Scientists have linked this never-ending spate of tremors to the state's drilling boom. The Oklahoma Geological Survey concluded that the injection of wastewater byproducts into deep underground disposal wells from fracking operations has triggered the seismic activity in Oklahoma.
As EcoWatch reported two months ago, Oklahoma went from two earthquakes a year before 2009 to two a day. This year, roughly 700 earthquakes of magnitude 3 or higher has shook the state, compared to 20 in 2009.
The tremors are such a frequent occurrence that the OCC has forced changes to 500 disposal wells around the state, including the shut down of wells around the city of Cushing, which holds one of the largest crude oil storage facilities in the world.
The OCC is requiring well operators to show that water is not being injected below the state's deepest rock formations, which is believed to contribute to the earthquakes.
Incidentally, Oklahoma has about 4,500 disposal wells with about 3,500 still in operation, so these regulations only applied to a small fraction of the wells.
Skinner said the Oklahoma Geological Survey has seen an overall reduction in earthquakes. However, he noted, "Now, this weekend may have blown that out of the water, I don't know."

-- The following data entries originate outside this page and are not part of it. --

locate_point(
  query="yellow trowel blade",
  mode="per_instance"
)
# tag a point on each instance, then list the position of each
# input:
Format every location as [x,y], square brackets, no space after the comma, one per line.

"Again, based on the data, it would appear that even if you do the right thing, it's going to take a long time," he said. "There's no quick off switch."
In August, even pro-business Oklahoma Gov. Mary Fallin admitted there was a "direct correlation between the increase of earthquakes that we’ve seen in Oklahoma [and] disposal wells."
However, Fallin is still weighing some of the pros and cons of fracking in her state. Oklahoma is one of the top natural gas-producing states in the country, and the sector provides a significant number of jobs in the state.
“We want to do it wisely without harming the economic activity we certainly enjoy and the revenue, quite frankly, we certainly enjoy,” Fallin said. “The council has worked very hard to ensure the energy sector, state agencies, environmentalists and academia are all talking and sharing that data and we have a scientific-based approach to reducing seismicity in our state.”
Many Oklahomans are worried that, one day, a damaging earthquake could strike. Fallin's advice to residents is that "they should call their insurance agent and see what types of products are available," to protect themselves. This advice from the governor was unsurprisingly met by criticism.
Angela Spotts, co-founder of Stop Fracking Oklahoma (formerly Stop Fracking Payne County), said many insurance policies have high deductibles and cover only catastrophic damage, according to Tulsa World.
“It really appears to me we are protecting the industry in this state,” Spotts said. “Their jobs are important. But my home and all the people I speak for that don’t have the courage to stand up and speak out, our lives, homes, property and well-being is every bit as important as the jobs in the oil and gas industry. And I sincerely don’t believe the actions have been quick enough and fast enough and protecting from one of the big ones from happening."